Maybe our mini-war last summer was a tiny straw on the camel’s back.
Lee

Drug approval system under fire
Process needs overhaul to give Canadians more input, health minister told

Monday Feb 21, 2000
Mark Kennedy
The Ottawa Citizen

The federal government should dramatically overhaul its drug regulatory system so that Canadians have more say in whether proposed products are approved for sale, says a report prepared for Health Minister Allan Rock.

It notes the reforms could even include a provision to require pharmaceutical companies seeking regulatory approval for their drugs to defend the products as safe and effective at public hearings. Currently, drug companies submit their applications to the federal Health Protection Branch (HPB) in confidence and their request is reviewed privately by regulators.

That process has led to controversy and a decline in public confidence over whether the approved drugs are safe. Critics have complained consumers have no say in the process. Even some of the regulators have publicly claimed that they faced surreptitious industry pressure to approve drugs without sufficient scientific review.
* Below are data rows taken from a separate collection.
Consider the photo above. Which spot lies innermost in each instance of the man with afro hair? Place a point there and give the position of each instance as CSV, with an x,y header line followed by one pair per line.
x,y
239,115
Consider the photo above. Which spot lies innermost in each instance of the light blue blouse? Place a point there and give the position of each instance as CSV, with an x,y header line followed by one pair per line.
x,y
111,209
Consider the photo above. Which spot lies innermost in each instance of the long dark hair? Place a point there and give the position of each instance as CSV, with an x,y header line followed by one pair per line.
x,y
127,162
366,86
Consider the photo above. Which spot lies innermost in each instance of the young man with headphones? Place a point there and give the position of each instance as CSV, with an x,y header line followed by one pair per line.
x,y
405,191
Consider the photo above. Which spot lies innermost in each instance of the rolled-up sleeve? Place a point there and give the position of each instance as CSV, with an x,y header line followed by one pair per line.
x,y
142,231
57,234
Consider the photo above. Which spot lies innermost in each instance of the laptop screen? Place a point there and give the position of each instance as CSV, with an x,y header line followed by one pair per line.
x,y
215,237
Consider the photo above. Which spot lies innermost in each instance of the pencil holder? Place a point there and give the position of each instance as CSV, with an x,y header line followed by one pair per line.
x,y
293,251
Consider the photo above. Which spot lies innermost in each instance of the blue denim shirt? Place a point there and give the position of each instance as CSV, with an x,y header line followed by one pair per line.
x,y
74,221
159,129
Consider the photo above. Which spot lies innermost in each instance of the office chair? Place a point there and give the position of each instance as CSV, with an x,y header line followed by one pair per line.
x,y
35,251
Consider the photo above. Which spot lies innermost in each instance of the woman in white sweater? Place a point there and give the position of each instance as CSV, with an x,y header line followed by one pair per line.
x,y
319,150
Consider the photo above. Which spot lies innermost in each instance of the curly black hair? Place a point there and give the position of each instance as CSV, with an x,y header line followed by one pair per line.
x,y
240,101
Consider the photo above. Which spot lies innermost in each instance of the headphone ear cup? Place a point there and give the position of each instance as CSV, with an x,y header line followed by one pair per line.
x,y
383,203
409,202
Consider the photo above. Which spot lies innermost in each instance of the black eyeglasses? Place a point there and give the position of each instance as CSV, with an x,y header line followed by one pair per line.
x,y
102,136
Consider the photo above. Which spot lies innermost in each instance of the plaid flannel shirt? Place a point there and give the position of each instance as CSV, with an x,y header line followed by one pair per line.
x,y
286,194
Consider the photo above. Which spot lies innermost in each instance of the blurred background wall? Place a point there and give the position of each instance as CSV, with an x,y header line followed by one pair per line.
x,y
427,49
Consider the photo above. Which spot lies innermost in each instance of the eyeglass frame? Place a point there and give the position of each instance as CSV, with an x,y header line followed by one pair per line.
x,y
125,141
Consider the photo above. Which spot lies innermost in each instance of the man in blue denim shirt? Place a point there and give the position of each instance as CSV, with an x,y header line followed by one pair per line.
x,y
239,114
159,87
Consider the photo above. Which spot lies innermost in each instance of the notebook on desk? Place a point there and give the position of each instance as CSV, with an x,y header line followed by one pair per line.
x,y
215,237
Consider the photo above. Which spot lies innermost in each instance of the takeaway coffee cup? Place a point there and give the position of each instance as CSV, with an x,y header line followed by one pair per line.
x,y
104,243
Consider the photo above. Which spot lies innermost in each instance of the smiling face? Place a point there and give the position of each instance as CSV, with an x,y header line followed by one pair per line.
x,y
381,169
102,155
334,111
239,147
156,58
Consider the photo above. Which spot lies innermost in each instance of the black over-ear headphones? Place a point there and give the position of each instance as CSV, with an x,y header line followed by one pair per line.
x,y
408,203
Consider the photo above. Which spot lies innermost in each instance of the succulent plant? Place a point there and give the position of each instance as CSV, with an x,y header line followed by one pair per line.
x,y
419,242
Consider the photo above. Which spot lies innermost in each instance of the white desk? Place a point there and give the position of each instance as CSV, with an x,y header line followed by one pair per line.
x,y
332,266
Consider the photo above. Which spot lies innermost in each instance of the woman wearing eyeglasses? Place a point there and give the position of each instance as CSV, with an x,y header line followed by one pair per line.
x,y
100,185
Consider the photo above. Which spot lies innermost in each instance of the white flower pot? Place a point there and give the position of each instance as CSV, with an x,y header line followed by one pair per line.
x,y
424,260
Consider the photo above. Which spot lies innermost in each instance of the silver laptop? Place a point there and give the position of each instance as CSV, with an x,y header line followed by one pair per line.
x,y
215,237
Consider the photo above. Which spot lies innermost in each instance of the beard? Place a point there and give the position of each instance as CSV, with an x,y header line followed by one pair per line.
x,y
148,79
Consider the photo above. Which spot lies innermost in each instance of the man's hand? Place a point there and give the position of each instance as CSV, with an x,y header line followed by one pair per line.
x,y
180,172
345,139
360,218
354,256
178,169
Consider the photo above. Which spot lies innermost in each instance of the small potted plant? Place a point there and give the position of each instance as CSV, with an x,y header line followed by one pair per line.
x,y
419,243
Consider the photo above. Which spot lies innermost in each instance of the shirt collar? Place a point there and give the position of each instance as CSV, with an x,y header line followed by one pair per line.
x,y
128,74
Now, Mr. Rock is being urged by the Science Advisory Board to shine a light on the approval process. The board, led by astronaut Roberta Bondar, is a special committee of independent experts Mr. Rock created more than two years ago to review the operations of the beleaguered health-protection branch. In the last few months, the board conducted a special “mini-inquiry” into the branch’s drug-review process.

The thrust of the board’s observations are contained in an interim report completed four months ago and obtained by the Citizen. The document concludes the “transparency” of the drug approval process is responsible for much of the “friction and controversy surrounding the work of the HPB, and the consequent decline in public confidence.”
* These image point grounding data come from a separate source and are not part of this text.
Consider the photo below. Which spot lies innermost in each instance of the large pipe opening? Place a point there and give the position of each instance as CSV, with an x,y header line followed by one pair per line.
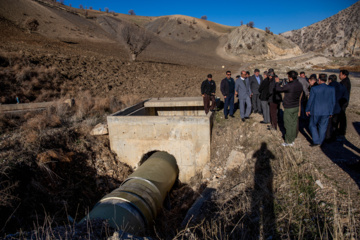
x,y
134,206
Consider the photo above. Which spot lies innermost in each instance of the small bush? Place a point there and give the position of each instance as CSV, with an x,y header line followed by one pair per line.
x,y
131,12
32,24
250,24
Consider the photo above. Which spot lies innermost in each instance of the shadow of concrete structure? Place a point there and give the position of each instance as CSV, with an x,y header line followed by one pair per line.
x,y
263,219
345,155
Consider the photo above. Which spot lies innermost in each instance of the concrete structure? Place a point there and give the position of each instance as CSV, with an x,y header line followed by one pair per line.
x,y
178,126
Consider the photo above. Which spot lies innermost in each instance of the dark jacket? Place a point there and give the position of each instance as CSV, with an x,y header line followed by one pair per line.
x,y
346,82
254,85
208,87
321,101
341,96
264,90
227,88
292,92
274,96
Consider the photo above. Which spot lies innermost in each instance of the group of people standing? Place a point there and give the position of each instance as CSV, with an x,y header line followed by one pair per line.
x,y
319,102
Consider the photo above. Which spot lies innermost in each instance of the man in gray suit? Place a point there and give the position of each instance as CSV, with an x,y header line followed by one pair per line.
x,y
242,89
255,81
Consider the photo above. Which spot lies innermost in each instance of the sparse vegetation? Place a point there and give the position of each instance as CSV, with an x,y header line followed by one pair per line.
x,y
32,24
250,24
131,12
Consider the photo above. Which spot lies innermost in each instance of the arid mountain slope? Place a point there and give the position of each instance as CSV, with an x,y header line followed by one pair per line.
x,y
256,43
338,35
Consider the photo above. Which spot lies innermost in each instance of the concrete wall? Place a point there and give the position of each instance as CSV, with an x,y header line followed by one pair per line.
x,y
24,106
184,136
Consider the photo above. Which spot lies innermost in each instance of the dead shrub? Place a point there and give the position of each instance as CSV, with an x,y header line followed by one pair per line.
x,y
24,74
129,100
84,104
30,137
36,123
6,193
32,24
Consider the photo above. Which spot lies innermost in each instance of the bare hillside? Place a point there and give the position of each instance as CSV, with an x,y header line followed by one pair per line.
x,y
338,35
256,43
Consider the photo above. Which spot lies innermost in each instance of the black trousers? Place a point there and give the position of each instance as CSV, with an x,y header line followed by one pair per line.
x,y
333,128
207,99
256,103
342,121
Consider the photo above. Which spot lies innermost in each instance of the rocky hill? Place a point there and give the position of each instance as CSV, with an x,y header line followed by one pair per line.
x,y
338,35
256,43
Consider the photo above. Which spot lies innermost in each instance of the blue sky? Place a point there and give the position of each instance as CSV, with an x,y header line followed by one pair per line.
x,y
280,16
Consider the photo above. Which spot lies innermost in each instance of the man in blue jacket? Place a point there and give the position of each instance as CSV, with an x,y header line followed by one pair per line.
x,y
320,108
242,89
341,97
227,88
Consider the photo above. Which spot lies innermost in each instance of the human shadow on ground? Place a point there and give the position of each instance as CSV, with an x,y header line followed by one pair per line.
x,y
303,128
346,155
262,201
357,127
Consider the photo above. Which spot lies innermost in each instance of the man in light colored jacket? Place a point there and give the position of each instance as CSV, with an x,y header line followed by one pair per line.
x,y
242,89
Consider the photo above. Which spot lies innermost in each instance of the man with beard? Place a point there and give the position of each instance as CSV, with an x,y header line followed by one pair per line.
x,y
227,88
344,77
255,81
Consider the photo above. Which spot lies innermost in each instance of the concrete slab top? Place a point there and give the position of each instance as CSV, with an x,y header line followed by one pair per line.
x,y
175,102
“Unless the scientific work of the HPB can be seen to be comprehensive, rigorous, adequately funded, and free from external influences, the current low level of confidence might dip even lower.”

The board is completing its final report, which will be presented to Mr. Rock.

In addition to calling for more openness, the board will urge the government to revisit its contentious “cost-recovery” policy in which pharmaceutical companies pay user fees every time they submit a new drug for approval. Critics have alleged this policy has prompted the drug companies to assume they should get faster service from regulators, even if it means a less rigorous review of safety considerations. Drug firms deny that charge.

Still, the firms complain it often takes too long to get their products approved, and some patients awaiting new drugs already sold in other countries have similar complaints. Thus, the board has concluded Mr. Rock’s department should increase government funds for the regulatory branch, so it can clear its backlog and review drug applications more quickly.

The board examined how the U.S. approves drug applications and discovered the Food and Drug Administration adopts a much more transparent process. There, each new drug application is potentially subject to a review in public. “In Canada, in contrast, the review process is internal to HPB, with high levels of confidentiality attached to the information supplied in support of the application.”

The board notes that in Canada, while the industry has indicated it is open to making the process more transparent, it also “seeks to protect its commercial intellectual property rights.”

“No observer can fail to be struck by the fact that the same companies that insist on secrecy when it comes to their applications in Canada are perfectly prepared to send senior scientific and management representatives to public hearings in Washington … to present details of their research and to answer detailed questions on the science supporting their applications to the FDA.”